The illegal drugs market follows the same competitive dynamics as the legal capitalist economy; it’s just that failure often has a greater degree of finality: death or a long jail sentence.

One of the reasons socialists argue for the decriminalisation of drugs is that it would lead to a drop in violence and allow for a more sensible public discussion about the social causes and health effects of drug use.

Another problem with Underbelly is its failure to examine the nexus between organised crime and police. The show paints the cops as good guys with a few bad apples, a typical TV representation of police.

It touches on police corruption, referring to the prosecution of drug squad detectives that allowed two of the major protagonists in the gangland wars, Carl Williams and Jason Moran, to walk out of prison and continue their violent behaviour.
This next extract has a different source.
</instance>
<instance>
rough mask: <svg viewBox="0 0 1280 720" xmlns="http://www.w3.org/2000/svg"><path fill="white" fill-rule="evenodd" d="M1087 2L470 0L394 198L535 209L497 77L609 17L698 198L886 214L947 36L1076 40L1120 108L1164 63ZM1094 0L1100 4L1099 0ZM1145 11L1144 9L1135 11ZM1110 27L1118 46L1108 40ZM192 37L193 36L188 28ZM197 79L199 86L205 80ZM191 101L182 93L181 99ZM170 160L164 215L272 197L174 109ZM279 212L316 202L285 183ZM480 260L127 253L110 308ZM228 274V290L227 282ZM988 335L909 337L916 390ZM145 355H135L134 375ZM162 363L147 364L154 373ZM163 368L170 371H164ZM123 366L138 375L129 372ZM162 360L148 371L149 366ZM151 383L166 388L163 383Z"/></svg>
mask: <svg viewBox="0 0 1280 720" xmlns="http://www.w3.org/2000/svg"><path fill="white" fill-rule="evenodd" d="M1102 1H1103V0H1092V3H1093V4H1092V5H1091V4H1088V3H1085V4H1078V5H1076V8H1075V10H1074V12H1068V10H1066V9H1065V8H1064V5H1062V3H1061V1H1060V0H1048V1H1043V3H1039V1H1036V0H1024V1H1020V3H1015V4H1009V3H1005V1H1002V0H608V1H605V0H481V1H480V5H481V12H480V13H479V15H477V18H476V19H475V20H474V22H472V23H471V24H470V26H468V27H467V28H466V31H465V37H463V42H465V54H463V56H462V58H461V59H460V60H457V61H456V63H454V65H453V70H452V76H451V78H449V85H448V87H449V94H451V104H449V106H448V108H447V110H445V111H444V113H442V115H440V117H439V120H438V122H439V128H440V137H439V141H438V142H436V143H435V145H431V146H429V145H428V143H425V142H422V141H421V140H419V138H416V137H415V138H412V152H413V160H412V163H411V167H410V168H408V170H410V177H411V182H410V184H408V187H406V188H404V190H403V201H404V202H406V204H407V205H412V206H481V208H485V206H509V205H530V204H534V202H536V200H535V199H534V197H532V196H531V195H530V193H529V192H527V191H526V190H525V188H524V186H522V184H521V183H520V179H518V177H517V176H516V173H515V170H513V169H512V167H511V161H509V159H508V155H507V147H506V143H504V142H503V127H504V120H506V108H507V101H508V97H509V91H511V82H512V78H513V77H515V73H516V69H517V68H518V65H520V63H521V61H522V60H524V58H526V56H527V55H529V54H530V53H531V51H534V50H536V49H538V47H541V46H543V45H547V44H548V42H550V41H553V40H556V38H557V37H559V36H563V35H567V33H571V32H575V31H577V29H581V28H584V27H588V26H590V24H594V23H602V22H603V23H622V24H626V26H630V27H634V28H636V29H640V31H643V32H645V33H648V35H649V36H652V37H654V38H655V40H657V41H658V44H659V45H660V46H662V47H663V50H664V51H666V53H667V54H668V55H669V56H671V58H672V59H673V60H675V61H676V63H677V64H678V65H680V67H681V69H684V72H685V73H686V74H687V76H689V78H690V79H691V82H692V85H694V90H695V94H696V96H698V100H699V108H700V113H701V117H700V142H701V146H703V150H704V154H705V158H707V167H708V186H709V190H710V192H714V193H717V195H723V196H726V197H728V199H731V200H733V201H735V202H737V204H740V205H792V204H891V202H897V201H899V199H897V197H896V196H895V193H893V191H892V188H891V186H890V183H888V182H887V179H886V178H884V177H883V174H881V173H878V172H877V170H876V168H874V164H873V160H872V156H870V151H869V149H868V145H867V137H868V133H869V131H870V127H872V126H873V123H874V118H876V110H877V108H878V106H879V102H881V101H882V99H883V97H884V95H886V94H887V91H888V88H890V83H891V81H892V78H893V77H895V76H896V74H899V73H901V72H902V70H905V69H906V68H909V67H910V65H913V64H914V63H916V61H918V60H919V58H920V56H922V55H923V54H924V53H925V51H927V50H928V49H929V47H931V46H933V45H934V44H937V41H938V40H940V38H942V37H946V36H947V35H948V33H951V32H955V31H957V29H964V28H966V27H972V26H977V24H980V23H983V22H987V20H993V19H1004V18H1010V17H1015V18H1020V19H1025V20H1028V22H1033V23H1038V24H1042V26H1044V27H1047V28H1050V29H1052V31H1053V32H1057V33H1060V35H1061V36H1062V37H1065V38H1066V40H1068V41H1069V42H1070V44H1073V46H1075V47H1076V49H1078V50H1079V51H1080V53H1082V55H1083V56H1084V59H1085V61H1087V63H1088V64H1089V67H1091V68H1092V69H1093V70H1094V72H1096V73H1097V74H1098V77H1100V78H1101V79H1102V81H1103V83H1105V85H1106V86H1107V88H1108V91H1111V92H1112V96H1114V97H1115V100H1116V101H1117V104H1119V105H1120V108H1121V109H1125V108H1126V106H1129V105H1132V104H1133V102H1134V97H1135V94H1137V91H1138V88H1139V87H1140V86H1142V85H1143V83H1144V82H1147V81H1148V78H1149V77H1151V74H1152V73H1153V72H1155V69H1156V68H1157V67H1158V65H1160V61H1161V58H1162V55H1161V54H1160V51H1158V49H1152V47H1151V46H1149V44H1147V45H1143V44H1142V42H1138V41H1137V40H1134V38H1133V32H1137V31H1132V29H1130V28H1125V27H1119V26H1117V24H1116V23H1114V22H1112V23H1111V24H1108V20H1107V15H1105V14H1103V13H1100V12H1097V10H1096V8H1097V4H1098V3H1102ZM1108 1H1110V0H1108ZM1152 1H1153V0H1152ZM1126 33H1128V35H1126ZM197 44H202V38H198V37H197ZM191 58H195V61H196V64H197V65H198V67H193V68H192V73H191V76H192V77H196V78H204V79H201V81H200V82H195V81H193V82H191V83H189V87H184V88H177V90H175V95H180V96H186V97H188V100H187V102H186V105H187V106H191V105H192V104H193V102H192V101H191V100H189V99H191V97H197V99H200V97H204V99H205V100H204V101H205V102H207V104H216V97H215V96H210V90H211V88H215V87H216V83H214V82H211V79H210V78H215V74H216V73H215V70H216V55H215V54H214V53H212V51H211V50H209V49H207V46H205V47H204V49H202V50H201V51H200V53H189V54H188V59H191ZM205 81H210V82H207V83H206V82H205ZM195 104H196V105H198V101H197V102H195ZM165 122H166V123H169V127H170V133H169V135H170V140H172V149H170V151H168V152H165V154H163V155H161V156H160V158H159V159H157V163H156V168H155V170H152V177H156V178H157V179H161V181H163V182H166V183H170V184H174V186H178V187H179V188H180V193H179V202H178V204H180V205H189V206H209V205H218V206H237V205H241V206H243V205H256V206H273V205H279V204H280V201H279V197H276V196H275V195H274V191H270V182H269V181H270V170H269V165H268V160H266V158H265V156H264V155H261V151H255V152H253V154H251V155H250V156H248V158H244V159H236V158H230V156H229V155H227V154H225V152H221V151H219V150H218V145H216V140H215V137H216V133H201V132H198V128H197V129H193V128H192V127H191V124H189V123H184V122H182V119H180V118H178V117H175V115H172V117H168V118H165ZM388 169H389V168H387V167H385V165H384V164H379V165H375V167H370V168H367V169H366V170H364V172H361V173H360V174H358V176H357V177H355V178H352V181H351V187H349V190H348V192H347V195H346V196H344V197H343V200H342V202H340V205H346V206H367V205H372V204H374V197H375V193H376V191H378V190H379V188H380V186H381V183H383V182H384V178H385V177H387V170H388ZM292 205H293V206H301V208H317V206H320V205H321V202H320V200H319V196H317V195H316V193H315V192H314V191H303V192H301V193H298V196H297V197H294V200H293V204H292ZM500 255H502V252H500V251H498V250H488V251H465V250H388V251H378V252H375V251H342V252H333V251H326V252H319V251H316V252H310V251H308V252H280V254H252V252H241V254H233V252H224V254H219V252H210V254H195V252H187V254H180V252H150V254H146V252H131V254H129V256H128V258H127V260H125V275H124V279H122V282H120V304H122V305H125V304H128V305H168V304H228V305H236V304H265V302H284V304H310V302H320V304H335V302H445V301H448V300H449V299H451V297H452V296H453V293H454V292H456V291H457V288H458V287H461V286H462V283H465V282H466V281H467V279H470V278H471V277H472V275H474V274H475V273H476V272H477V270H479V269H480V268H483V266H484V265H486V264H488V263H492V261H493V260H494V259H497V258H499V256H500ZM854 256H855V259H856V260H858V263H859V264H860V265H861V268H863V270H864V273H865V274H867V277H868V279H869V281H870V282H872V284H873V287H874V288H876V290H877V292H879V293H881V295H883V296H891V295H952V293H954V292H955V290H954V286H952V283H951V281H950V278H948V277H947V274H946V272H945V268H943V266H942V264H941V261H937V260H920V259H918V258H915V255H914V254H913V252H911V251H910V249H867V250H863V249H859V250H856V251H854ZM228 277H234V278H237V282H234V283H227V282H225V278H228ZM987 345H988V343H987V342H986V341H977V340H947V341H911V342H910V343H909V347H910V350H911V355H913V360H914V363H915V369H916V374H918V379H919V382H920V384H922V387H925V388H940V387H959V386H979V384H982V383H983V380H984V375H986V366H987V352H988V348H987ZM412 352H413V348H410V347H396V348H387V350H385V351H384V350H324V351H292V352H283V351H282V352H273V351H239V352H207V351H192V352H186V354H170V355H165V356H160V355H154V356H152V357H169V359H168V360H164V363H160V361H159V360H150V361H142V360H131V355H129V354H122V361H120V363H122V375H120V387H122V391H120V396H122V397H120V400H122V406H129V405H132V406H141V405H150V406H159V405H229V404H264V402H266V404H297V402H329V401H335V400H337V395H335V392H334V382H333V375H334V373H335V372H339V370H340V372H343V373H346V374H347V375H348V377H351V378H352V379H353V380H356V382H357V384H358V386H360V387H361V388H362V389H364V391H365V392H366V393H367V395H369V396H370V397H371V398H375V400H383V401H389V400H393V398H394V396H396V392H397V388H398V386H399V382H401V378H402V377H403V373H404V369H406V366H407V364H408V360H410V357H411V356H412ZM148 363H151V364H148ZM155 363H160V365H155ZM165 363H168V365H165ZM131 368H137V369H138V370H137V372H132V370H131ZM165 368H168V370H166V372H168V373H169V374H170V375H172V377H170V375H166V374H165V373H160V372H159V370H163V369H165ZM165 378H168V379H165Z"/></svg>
But there’s a much bigger story here that is yet to be told. Victoria Police has recently been rocked by a scandal involving an assistant commissioner, media director and the head of the Police Association. They are implicated in the leaking of information to a detective suspected of carrying out a gangland murder.

Underbelly is definitely worth a look-it’s one of the better Australian dramas in recent years.

But for a more sophisticated inspection of organised crime and its role in society, I would recommend two superb US dramas: The Sopranos, which is told through the eyes of a New Jersey mafia family, and The Wire, which examines the drug trade in the city of Baltimore and the failure of police, politicians and the media to address the poverty and alienation that sustains it.